NB: I wrote this long before I published it, but after logging to to SoH after many months, I found it relatively cogent, if not comprehensive. I have nothing to add right now, so I'm releasing it, but it may attract more editing in the future.

To be a mathematical monoid, the monoid operation must be associative. Free monoids (lists) also make this assumption and encode a preference for full right association (cons lists) or full left association (snoc lists).

Mathematical magams do not make the requirement, and free magams (trees) do not make this assumption. This allows the creator of the structure to suggest a way to "insert parentheses" but also allows the consumer, who generally provides the operation, to reassociate the structure based on the particulars of the operation.

## Floating-Point Addition

Addition. Associative or not? If so, rearranging parentheses shoudn't matter for the result. Let's try it.

```
-- /show Imports
import Numeric (showFFloat)
-- show
lassocSum :: Float
lassocSum = (((((((((100000000 + 1) + 1) + 1) + 1) + 1) + 1) + 1) + 1) + 1) + 1
rassocSum :: Float
rassocSum = 100000000 + (1 + (1 + (1 + (1 + (1 + (1 + (1 + (1 + (1 + 1)))))))))
main :: IO ()
main = fprint lassocSum >> fprint rassocSum
-- /show
fprint :: Float -> IO ()
fprint f = print $ Numeric.showFFloat Nothing f ""
```

Of course, the "right" way to add up floating point numbers depends on the numbers. But, this does hint that forcing *any* uniform association up front might be a mistake.

## List Appends

Clearly list appends must be associative. There's no way to introduce subtle errors in such a simple structure as a list, right? You would be correct, as far as correctness goes, but...

```
-- /show Imports
import Data.Time (getCurrentTime)
-- show
lol :: [[Int]]
lol = replicate 100 (replicate 100000 1)
main :: IO ()
main = do
printTime
print . length $ foldr1 (++) lol
printTime
print . length $ foldl1 (++) lol
printTime
-- /show
printTime :: IO ()
printTime = getCurrentTime >>= print
```

...performance is very different. For this operation though, full right association is the best way to go in all cases. For snoc lists, full left association is key. Association is especially relevant when using lists as monads, since the monad operations do not assciate the way `(++)`

does. Again, forcing *any* uniform association up front might be a mistake.

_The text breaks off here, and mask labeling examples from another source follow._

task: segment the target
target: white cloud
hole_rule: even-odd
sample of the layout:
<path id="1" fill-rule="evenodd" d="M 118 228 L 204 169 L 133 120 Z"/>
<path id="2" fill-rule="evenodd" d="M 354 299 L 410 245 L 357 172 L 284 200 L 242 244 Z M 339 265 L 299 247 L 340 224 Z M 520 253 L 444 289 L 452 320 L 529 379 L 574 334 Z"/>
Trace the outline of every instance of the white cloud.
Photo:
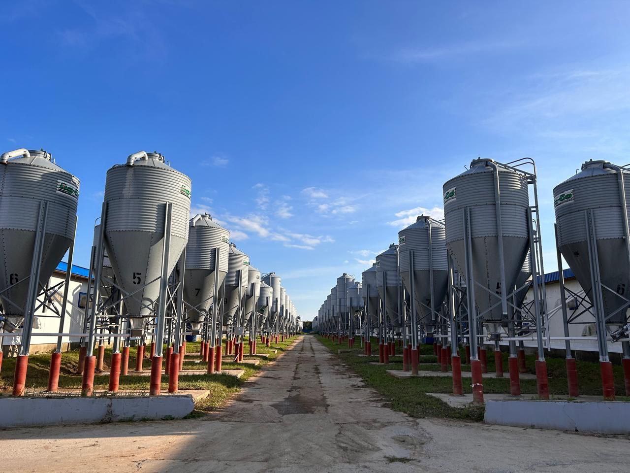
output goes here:
<path id="1" fill-rule="evenodd" d="M 258 195 L 256 197 L 256 204 L 258 208 L 262 210 L 266 210 L 269 206 L 269 188 L 265 184 L 259 182 L 252 186 L 252 189 L 256 189 Z"/>
<path id="2" fill-rule="evenodd" d="M 518 47 L 521 44 L 501 41 L 452 44 L 434 48 L 404 48 L 394 53 L 391 57 L 399 62 L 415 64 L 465 55 L 501 52 Z"/>
<path id="3" fill-rule="evenodd" d="M 285 243 L 284 244 L 287 248 L 299 248 L 301 250 L 314 250 L 314 247 L 309 245 L 295 245 L 294 243 Z"/>
<path id="4" fill-rule="evenodd" d="M 319 187 L 306 187 L 302 190 L 302 194 L 310 199 L 327 199 L 328 197 L 328 194 Z"/>
<path id="5" fill-rule="evenodd" d="M 203 204 L 198 204 L 196 205 L 191 206 L 190 207 L 190 218 L 192 218 L 195 215 L 198 214 L 211 214 L 212 211 L 210 207 L 207 205 L 203 205 Z M 221 225 L 219 223 L 219 225 Z"/>
<path id="6" fill-rule="evenodd" d="M 248 238 L 249 238 L 249 236 L 244 231 L 241 231 L 241 230 L 230 231 L 230 240 L 234 242 L 240 242 L 243 240 L 247 240 Z"/>
<path id="7" fill-rule="evenodd" d="M 438 220 L 442 220 L 444 218 L 444 209 L 440 207 L 433 207 L 432 209 L 416 207 L 409 210 L 401 210 L 400 212 L 396 212 L 394 215 L 398 218 L 387 222 L 387 224 L 399 228 L 404 228 L 415 222 L 419 215 L 427 215 Z"/>
<path id="8" fill-rule="evenodd" d="M 372 251 L 372 250 L 356 250 L 355 251 L 351 251 L 350 253 L 353 253 L 355 255 L 359 255 L 360 256 L 368 257 L 372 256 L 372 255 L 379 254 L 378 252 Z"/>
<path id="9" fill-rule="evenodd" d="M 276 215 L 280 218 L 290 218 L 293 216 L 291 211 L 293 207 L 286 202 L 282 202 L 278 204 L 278 209 L 276 210 Z"/>
<path id="10" fill-rule="evenodd" d="M 241 231 L 253 231 L 261 238 L 266 238 L 269 235 L 270 231 L 266 226 L 267 220 L 263 216 L 255 214 L 249 214 L 246 217 L 228 215 L 225 217 L 225 219 L 231 224 L 231 226 L 235 230 Z"/>
<path id="11" fill-rule="evenodd" d="M 357 206 L 343 206 L 333 210 L 332 213 L 337 214 L 350 214 L 357 211 Z"/>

In a combination of this and the previous point, if you are merging a list of sorted lists into a single sorted list (e.g. implementing the merge phase of Timsort) you'd want to merge pairs of smaller lists before merging pairs of larger lists, again for the performance benefits.

## Matrix Chain Multiplication

Again, performance. The result is the same no matter the grouping, but the time spent calculating the result can vary wildly based on the order. It's best to do this analysis just before consuming the chain, rather than as the chain is built.